A Long-term Value Prediction Framework In Video Ranking
Huabin Chen, Xinao Wang, Huiping Chu, Keqin Xu, Chenhao Zhai, Chenyi Wang, Kai Meng, Yuning Jiang

TL;DR
This paper introduces a comprehensive long-term value prediction framework for video ranking that addresses position bias, attribution ambiguity, and temporal limitations, improving long-term engagement metrics in large-scale systems.
Contribution
It presents novel modules for position bias normalization, nuanced attribution learning, and cross-temporal modeling, enabling effective long-term value estimation in billion-scale video recommendation systems.
Findings
Significant improvements in LTV metrics observed in offline and online tests.

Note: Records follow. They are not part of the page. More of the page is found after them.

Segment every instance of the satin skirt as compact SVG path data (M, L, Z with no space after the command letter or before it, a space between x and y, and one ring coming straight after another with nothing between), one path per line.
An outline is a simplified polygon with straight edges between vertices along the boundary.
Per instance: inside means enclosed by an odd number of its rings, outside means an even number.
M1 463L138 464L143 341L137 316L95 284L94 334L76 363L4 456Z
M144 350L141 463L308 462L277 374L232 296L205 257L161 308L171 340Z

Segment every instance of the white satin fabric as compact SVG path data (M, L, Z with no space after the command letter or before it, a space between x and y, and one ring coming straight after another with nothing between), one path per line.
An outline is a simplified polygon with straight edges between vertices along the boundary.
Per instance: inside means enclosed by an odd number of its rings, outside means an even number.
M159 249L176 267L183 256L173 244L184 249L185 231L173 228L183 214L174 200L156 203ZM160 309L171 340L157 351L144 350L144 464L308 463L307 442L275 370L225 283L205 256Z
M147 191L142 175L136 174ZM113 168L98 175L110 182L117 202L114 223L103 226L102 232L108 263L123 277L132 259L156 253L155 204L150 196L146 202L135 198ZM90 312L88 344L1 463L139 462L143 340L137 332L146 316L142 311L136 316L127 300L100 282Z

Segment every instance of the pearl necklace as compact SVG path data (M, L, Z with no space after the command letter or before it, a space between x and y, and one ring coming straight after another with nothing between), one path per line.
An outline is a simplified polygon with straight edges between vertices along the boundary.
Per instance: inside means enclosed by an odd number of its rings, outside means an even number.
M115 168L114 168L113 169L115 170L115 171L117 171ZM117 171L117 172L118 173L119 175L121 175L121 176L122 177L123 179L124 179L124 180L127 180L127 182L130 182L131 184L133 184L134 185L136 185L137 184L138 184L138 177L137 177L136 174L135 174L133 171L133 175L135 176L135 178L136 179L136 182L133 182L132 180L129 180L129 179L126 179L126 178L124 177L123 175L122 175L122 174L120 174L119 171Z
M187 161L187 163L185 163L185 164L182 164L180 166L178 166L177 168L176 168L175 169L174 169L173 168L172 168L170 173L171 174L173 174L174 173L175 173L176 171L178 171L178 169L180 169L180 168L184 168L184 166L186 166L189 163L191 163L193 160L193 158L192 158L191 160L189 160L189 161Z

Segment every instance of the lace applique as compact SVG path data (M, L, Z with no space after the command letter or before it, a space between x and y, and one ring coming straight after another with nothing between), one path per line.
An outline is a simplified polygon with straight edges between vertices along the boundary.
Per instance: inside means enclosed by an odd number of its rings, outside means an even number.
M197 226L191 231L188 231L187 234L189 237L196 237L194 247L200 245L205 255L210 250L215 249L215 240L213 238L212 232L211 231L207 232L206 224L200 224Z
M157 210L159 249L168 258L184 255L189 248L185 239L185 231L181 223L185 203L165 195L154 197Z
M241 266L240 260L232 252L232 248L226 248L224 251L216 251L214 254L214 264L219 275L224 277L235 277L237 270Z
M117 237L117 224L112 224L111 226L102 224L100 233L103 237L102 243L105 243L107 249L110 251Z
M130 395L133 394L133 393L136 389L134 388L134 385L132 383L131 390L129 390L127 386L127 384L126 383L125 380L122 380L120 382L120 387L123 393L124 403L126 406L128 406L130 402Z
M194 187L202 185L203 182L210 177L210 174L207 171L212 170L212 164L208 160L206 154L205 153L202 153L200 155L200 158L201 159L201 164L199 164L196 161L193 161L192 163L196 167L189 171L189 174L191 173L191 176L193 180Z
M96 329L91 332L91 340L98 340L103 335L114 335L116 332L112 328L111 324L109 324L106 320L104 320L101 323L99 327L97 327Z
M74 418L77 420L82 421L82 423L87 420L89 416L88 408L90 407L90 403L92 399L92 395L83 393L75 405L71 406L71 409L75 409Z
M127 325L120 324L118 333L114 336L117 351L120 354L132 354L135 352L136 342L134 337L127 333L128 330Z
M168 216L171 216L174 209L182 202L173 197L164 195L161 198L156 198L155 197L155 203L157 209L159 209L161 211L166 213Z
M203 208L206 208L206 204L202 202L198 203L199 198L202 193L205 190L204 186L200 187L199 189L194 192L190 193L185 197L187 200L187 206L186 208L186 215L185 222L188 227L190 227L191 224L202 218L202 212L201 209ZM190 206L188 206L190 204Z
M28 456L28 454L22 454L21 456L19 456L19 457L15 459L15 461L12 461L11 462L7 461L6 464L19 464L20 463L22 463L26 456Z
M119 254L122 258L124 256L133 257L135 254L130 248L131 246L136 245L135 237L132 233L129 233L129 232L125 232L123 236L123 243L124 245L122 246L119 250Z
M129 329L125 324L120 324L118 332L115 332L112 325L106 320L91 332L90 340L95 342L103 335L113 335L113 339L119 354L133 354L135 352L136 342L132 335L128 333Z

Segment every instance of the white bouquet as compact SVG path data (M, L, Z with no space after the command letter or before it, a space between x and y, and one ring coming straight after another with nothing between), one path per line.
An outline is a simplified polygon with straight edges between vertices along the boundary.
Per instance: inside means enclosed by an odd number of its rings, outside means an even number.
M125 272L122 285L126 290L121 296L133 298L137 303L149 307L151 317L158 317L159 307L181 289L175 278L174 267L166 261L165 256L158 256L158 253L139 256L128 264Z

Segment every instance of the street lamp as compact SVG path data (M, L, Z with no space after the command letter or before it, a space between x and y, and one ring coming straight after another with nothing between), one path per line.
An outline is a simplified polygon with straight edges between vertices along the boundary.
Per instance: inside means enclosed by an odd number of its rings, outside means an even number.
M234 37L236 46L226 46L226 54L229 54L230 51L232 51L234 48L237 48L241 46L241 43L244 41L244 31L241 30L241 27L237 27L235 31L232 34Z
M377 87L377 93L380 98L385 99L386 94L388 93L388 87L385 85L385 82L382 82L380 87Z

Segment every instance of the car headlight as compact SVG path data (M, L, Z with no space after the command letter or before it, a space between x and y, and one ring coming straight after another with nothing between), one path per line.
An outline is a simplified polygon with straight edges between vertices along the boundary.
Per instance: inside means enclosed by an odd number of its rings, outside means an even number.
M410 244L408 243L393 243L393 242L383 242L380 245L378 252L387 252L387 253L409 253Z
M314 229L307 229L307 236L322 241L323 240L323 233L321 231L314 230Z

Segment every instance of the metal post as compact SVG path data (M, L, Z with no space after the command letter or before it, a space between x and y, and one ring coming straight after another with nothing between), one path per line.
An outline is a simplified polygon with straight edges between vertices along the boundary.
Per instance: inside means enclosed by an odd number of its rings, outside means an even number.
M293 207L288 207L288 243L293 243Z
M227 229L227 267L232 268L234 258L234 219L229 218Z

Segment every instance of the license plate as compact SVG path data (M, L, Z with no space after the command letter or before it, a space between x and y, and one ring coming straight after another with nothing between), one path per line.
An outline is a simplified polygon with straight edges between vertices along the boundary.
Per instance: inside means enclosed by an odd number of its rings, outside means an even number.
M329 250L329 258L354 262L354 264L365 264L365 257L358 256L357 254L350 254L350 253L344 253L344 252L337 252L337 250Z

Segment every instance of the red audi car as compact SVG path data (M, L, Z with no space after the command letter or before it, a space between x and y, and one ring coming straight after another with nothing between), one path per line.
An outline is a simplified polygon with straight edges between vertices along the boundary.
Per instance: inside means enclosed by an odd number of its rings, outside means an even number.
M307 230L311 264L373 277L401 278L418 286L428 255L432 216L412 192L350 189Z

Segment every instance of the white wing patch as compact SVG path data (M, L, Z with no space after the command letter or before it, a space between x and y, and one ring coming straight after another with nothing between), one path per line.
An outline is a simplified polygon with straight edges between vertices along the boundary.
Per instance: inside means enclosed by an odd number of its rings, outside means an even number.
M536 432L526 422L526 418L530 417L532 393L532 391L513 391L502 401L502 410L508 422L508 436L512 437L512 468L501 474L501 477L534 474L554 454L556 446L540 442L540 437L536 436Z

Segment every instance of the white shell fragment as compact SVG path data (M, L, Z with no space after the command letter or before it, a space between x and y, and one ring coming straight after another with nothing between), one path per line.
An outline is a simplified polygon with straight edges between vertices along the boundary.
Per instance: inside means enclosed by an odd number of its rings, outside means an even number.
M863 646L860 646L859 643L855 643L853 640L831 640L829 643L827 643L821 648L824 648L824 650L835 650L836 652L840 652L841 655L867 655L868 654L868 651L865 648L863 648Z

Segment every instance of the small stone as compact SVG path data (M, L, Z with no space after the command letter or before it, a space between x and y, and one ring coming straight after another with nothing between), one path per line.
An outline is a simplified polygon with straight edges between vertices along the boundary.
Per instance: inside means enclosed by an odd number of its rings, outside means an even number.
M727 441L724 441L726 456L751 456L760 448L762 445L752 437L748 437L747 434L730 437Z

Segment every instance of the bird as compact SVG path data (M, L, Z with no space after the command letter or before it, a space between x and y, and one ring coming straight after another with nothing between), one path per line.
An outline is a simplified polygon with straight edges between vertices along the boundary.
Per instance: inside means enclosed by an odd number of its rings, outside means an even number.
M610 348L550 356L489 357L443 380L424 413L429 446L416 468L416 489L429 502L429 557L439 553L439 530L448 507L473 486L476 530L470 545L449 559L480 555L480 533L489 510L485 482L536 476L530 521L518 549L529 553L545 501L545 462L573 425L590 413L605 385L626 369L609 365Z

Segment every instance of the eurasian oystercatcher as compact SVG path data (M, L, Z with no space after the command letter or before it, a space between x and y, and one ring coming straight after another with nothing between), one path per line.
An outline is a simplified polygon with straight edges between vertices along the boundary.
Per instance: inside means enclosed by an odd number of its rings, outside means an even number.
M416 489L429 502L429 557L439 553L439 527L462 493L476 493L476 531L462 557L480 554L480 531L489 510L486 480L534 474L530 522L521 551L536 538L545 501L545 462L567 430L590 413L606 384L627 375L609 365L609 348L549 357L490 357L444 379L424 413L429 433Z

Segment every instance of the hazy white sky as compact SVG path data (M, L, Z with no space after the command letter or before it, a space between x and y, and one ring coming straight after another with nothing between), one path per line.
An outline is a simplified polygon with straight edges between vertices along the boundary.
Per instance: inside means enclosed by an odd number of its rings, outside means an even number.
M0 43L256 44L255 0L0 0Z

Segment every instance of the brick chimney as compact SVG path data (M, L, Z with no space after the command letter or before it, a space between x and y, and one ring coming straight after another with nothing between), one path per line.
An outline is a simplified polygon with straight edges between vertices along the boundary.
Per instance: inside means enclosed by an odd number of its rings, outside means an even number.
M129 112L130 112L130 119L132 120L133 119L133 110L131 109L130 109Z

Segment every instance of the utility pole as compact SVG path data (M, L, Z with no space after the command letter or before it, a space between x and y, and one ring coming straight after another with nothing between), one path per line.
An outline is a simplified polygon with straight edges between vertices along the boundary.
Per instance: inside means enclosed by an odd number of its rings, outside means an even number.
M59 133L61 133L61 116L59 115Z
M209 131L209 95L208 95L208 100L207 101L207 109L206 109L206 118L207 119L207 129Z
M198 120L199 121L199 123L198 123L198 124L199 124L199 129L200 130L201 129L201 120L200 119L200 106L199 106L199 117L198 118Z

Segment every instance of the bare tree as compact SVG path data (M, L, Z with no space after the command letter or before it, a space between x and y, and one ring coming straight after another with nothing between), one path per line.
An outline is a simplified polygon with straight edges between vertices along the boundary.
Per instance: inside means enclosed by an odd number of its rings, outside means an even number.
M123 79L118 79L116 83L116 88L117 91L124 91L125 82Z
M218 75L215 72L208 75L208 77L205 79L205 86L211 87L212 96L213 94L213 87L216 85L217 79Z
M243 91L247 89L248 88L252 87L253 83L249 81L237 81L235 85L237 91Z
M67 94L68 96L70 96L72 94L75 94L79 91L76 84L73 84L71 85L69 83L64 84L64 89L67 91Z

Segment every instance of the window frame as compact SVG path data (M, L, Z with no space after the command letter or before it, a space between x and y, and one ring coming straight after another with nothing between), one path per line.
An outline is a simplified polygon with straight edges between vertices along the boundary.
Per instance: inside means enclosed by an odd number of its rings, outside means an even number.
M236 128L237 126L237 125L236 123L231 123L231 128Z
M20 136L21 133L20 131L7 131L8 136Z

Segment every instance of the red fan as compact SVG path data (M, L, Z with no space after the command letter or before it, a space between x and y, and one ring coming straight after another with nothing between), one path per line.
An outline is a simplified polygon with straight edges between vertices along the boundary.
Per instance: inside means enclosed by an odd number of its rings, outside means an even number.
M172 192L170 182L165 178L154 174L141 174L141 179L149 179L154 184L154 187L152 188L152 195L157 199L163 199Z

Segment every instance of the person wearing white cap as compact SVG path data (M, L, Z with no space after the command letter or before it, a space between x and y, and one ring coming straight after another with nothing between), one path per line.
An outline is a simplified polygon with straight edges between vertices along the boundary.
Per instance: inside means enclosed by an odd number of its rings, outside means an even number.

Framework deployed at billion-scale in Taobao, enhancing engagement.
Supports efficient training and deployment within industrial constraints.
Abstract
Accurately modeling long-term value (LTV) at the ranking stage of short-video recommendation remains challenging. While delayed feedback and extended engagement have been explored, fine-grained attribution and robust position normalization at billion-scale are still underdeveloped. We propose a practical ranking-stage LTV framework addressing three challenges: position bias, attribution ambiguity, and temporal limitations. (1) Position bias: We introduce a Position-aware Debias Quantile (PDQ) module that normalizes engagement via quantile-based distributions, enabling position-robust LTV estimation without architectural changes. (2) Attribution ambiguity: We propose a multi-dimensional attribution module that learns continuous attribution strengths across contextual, behavioral, and content signals, replacing static rules to capture nuanced inter-video influence. A customized hybrid…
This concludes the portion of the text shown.